218.追いかけっこと尋問ごっこ(1)

 マロンの奴、勢いよく駆け出したけど……あんまりに可哀想だから、見つけられなくても一緒に眠ってやろう。


 あの場面で「一緒の部屋で」と言った。一緒のベッドや隣でという発想がないあたり、過去のアイツの不遇がよく理解できる。やっぱり顎が砕けるまで、前の主人を殴った後で軽く手足を落としてやりたいな。


 物騒な妄想を頭の中で繰り広げるオレを乗せ、ヒジリは軽やかに森を走り抜ける。そういや西の飛び地で追いかけっこしたときも、黒豹は早かった。身のこなしが軽いんだ。木も登れるって卑怯くさいよな。逃げ場がないじゃん。


 そんなヒジリが追いついた先で、レイルがナイフ片手ににやにやと笑う。足元のシフェルはしっかり拘束されていた。


「すげぇ! もう捕まえたのかよ」


「情報屋だぞ。誰より最初に捕まえないと恥ずかしいだろ」


 シフェルがもがくも、しっかり縄が食い込んでいた。よく見ると猿轡までかましてる。かなり上級者向けのプレイだった。少なくてもオレには無理だ。


「シフェル、リアムに連絡しようとした?」


 そこは隠すつもりがないようで、大きく頷いた。オレもここは問題ないのでスルー。


「何か、余計な話をチクろうとしたよね?」


 特にオレが噛まれたこととか、聖獣と抱き合ってたとか。その辺じゃない? にっこり笑って尋問を続けると、シフェルは目を逸らした。くいっと顎に手をかけて視線を合わせ、首をかしげる。


「どうしたの、シフェル。汗かいてるみたいだね。熱があるなら、汗をかいた方がいいよ」


 言いながらベルトからナイフを抜く。びくりと肩を震わせたシフェルが勢いよく首を横に振った。

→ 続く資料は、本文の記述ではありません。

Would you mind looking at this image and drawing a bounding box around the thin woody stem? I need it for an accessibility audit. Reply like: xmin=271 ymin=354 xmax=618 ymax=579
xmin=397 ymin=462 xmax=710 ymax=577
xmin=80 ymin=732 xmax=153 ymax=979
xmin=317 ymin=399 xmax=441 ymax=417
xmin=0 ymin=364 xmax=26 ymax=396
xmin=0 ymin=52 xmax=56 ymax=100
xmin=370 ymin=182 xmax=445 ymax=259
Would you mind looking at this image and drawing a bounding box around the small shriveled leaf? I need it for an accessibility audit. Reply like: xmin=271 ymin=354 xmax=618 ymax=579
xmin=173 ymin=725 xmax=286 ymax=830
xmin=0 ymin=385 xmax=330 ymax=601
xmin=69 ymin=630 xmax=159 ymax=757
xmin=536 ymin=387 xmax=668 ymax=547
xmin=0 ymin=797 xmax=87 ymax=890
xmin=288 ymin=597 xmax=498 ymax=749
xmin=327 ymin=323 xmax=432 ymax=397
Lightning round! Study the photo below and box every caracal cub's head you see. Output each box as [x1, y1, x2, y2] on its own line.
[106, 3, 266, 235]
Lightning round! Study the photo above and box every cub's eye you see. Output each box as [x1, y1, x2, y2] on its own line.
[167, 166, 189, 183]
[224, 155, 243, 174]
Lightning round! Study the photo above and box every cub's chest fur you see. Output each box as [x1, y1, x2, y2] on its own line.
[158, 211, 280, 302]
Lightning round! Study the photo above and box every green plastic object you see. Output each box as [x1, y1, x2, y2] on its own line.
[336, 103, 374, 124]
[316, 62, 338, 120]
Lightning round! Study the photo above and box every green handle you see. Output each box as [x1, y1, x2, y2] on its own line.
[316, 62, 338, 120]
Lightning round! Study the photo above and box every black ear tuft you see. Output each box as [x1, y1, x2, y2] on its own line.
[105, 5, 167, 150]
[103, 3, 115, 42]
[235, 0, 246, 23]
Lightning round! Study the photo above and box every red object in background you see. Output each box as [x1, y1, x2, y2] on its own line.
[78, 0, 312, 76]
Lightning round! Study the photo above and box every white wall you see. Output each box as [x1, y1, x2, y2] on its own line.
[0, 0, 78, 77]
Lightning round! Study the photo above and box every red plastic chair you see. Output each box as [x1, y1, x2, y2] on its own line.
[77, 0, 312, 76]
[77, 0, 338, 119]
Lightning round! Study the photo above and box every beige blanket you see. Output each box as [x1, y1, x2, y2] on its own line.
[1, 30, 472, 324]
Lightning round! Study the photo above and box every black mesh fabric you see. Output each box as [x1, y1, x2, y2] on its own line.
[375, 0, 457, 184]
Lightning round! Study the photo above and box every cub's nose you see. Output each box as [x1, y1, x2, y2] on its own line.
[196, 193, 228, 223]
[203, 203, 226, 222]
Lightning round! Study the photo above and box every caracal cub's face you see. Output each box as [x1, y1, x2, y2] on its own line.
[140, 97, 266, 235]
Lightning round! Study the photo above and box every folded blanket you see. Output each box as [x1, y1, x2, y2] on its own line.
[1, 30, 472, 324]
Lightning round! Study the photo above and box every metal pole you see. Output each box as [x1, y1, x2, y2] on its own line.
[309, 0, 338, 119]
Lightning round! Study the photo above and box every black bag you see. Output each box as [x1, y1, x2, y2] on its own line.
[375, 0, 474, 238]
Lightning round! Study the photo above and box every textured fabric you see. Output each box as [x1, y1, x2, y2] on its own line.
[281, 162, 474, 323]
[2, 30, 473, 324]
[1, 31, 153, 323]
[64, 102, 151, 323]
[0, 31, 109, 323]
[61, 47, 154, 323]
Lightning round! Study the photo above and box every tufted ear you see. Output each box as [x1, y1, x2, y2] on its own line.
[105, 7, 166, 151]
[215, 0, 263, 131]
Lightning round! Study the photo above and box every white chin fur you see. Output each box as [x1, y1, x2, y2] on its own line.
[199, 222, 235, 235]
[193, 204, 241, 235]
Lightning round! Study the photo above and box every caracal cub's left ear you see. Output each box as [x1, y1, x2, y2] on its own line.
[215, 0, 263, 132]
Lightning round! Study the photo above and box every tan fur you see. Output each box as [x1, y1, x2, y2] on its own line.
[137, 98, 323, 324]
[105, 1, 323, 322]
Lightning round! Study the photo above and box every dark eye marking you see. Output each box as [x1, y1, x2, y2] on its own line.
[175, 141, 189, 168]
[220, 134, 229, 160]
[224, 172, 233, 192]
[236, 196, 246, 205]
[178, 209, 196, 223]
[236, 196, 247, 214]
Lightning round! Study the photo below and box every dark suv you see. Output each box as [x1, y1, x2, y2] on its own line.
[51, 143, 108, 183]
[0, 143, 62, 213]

「やだな、そんなに怯えないで。ちゃんとレイル仕込みだから、オレだっていつまでも子供じゃないぞ。今回の報告の内容を教えてくれたら、何もしないからさ」


 くすくす笑って、冷たい刃をぴたりと頬に当てるとがくりと項垂れた。どうやら陥落だ。自分が教えた技術で落とされるのは、どんな気分だった? かつての教師であるシフェルの縄を解いてやる。


「我が君、何をしておいでか。尋問の手並はメッツァラ公爵殿直伝ですかな?」


 少し遅れて駆けつけたベルナルドが、額の汗を乱暴に拭う。こういうところ、侯爵じゃなくて騎士だった頃の癖がでてるよね。


「うん、もう終わり。レイル、これ報酬だ」


 金貨の入った袋を渡すと、中を覗いて眉をひそめる。咥え煙草に火をつけて吸い込んでから、大きく溜め息をついた。


「お前、金はもっと大切に使え。多すぎだ」


「じゃあ、お釣りは孤児院に寄付してよ」


 多めに渡して文句を言われるとは思わなかった。オレにしたら使わない金だし、収納で殺すより外で使って生かす。その方が金として正しい使い方だろ。